Thank you once again to Michael Jones and *Rockstar Paint!*​


----------



## Monti007 (Mar 3, 2003)

Next weekend is the final two races for the points series. The points are still wide open so don't worry, if you race both days you still have a shot!

Considering a lot of guys don't have both a VTA and USGT car we can make one trophy for 17.5 tc instead. Let me know what you think I am willing to do what ever the majority would like. 

I look forward to my last weekend racing at RMR, it will be a good one for sure!

Monti


----------



## Monti007 (Mar 3, 2003)

After a great BRL weekend comes the *Rockstar Paint weekend*! The schedule is below, this will be a good one for sure.

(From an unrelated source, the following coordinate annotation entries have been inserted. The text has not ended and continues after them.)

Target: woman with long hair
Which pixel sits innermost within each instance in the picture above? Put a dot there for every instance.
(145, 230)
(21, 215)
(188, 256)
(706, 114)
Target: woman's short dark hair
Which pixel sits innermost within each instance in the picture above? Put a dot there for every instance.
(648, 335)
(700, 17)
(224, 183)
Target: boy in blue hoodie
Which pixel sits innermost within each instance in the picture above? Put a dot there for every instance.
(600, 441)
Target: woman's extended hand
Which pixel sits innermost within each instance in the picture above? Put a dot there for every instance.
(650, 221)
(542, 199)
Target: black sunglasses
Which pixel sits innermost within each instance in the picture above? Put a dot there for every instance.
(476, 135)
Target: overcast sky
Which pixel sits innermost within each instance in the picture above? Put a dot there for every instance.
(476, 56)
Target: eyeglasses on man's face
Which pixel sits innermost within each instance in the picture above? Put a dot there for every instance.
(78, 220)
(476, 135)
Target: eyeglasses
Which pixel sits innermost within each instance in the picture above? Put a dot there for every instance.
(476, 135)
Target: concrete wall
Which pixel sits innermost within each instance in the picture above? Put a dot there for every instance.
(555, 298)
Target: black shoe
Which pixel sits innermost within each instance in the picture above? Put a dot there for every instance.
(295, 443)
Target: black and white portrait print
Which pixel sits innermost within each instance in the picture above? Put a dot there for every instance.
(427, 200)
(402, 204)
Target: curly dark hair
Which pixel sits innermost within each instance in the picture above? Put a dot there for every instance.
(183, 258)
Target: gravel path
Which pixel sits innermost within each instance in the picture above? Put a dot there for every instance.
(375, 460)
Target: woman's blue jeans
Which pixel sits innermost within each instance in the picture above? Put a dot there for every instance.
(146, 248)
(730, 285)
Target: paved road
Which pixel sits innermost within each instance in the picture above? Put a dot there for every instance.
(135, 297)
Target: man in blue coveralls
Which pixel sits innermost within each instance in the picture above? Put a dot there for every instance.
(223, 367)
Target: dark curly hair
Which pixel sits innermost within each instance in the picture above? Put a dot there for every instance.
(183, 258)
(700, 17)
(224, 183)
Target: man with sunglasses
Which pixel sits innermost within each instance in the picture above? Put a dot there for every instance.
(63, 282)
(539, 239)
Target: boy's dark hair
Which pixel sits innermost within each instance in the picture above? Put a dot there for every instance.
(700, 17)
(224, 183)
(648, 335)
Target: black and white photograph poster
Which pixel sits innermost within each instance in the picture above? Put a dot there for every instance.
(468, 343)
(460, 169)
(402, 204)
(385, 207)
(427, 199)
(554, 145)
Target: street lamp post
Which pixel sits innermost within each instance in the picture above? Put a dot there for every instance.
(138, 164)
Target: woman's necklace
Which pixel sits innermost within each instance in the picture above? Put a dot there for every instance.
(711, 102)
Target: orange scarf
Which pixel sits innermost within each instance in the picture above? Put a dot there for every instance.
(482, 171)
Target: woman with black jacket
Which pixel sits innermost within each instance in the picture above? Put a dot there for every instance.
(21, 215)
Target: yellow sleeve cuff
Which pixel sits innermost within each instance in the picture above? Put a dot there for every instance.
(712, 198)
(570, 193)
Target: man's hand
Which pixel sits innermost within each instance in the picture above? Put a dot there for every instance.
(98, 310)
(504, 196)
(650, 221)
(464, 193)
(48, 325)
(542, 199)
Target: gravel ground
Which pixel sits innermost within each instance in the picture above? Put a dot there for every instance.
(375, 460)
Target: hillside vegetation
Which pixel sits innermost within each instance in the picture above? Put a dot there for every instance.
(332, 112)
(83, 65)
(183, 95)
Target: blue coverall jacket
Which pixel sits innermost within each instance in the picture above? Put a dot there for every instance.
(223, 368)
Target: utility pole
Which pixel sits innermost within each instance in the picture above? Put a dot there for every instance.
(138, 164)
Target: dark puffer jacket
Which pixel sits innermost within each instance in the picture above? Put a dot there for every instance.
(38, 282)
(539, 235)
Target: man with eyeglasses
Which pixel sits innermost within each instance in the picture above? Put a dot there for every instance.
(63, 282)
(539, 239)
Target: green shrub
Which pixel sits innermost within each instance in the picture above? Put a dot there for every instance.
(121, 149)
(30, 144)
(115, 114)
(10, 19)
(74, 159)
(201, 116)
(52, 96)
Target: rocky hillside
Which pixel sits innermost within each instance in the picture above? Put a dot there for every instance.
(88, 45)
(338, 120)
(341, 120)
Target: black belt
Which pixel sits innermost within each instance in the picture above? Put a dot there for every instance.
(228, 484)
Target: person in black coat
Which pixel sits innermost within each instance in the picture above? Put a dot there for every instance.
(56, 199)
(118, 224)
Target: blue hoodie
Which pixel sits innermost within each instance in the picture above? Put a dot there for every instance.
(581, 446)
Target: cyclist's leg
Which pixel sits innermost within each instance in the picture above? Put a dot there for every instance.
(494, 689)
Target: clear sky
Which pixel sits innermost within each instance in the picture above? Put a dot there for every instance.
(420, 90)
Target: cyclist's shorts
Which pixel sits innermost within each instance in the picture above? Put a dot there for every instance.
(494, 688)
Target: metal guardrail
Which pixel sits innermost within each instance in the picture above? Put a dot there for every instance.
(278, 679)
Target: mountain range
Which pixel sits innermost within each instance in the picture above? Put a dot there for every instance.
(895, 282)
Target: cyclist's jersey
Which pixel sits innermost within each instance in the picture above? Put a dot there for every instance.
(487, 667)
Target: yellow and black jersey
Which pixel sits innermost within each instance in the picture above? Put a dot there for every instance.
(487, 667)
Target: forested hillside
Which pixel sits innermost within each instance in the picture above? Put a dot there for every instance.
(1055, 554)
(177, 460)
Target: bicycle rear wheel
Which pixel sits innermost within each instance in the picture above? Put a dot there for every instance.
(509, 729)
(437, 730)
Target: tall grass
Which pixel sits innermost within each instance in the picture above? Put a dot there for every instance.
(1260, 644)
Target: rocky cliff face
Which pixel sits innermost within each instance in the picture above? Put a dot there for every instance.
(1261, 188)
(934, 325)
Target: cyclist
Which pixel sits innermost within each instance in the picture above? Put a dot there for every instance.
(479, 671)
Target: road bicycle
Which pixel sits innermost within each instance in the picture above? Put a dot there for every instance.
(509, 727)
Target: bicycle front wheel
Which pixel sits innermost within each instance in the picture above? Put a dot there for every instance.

October 25th, track opens at 9am racing will start at 3pm 
All other classes will run as well 

October 26th, track opens at 9 am racing will start at 1pm
 All other classes will run as well

Monti


----------



## cwoods34 (Oct 14, 2008)

I'll be there to play with mod TC


----------



## jonesy112 (Jan 27, 2010)

cwoods34 said:


> I'll be there to play with mod TC


Bring your stock too and RACE IT!

there is going to a shootout race for the Stock TC trophy, which will happen sunday after the mains. Only 5 racers will qualify for it, and you can qualify for it by how you finish sat or sunday in the main, so it only takes one day to be eligible for the Stock Shootout.


----------



## cwoods34 (Oct 14, 2008)

jonesy112 said:


> Bring your stock too and RACE IT!
> 
> there is going to a shootout race for the Stock TC trophy, which will happen sunday after the mains. Only 5 racers will qualify for it, and you can qualify for it by how you finish sat or sunday in the main, so it only takes one day to be eligible for the Stock Shootout.


Guess I should do that, since we have a big race in 9 days!


----------